Creating content
The hardest thing to watch in Avatar: The Way of Water (spoiler alert)
Day 28 of 100-day Creator Challenge
Just another warning: “…there be spoilers.”
I’ve gone to see Avatar: The Way of Water in 3D with my daughter for a second time now.
We went on New Year’s Eve the first time. But I actually hadn’t seen the first one, and she forgot what happened in the first one as she watched it with her dad a few years ago. So we watched the first one in the weekend, and went again. The beginning of the second one made a lot more sense, though I still have some questions about the characters.

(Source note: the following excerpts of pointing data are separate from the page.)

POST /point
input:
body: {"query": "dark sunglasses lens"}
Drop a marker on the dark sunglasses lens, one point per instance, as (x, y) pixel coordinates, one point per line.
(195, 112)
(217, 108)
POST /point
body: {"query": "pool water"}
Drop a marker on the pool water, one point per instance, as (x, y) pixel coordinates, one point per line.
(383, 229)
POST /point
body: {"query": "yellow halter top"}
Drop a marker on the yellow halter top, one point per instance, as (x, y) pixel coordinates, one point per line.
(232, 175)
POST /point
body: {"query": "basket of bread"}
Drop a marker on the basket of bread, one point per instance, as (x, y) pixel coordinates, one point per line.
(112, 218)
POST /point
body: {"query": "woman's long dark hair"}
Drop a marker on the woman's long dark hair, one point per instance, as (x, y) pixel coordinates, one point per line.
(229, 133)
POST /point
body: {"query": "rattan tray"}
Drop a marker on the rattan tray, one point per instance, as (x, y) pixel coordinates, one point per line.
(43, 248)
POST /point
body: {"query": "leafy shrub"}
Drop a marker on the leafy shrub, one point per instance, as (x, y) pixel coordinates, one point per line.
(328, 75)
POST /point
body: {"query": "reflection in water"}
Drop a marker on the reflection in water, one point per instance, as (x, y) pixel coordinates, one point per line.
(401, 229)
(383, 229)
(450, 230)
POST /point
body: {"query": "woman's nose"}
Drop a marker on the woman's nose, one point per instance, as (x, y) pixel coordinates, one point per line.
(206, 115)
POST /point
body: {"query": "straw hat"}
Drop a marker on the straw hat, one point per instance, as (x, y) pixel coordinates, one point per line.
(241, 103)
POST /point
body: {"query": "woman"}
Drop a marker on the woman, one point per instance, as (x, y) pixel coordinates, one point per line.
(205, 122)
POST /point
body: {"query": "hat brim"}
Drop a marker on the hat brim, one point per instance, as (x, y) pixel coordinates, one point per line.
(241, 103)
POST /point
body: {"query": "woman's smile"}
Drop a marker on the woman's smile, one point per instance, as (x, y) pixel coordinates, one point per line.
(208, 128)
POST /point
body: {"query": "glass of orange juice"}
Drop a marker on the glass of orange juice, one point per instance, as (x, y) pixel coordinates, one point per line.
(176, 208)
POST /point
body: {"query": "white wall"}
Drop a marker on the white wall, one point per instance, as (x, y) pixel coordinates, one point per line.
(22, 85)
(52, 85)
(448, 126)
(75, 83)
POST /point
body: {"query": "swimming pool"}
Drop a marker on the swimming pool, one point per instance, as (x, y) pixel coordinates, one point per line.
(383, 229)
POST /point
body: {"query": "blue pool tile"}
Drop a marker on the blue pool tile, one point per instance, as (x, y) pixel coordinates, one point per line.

I’ve heard some critics saying that it was too long (3 hours 12 minutes), and that it could be cut in half without losing any plot in the story. But we didn’t even notice the time. We were marvelling at the CGI and all the beautiful underwater scenes and creatures.
Rating for the movie is PG-13 with additional description: sequences of strong violence and intense action.
Violence can only be expected with a movie where there is war between the two races. I had no problem with this.
But the scene I found the hardest to watch was the Tulkun hunt. It wrenches my heart.
A mother Tulkun protecting her calf was separated from the herd as an easy target. The calculated attack tactics of the humans was painful to watch. An elegant and intelligent giant of a creature slaughtered just for a vial extracted from her brain that evidently stops human aging. In slaughtering the mother, the calf also died.
It reminded me of Greenpeace footage of whale hunts which probably inspired the whole scene.
It reminded me of images of elephant carcasses left to rot after the ivory tusks have been extracted.
It was still hard to watch the second time.
It just made me think how horrible us humans can treat other creatures and not honour the great mother.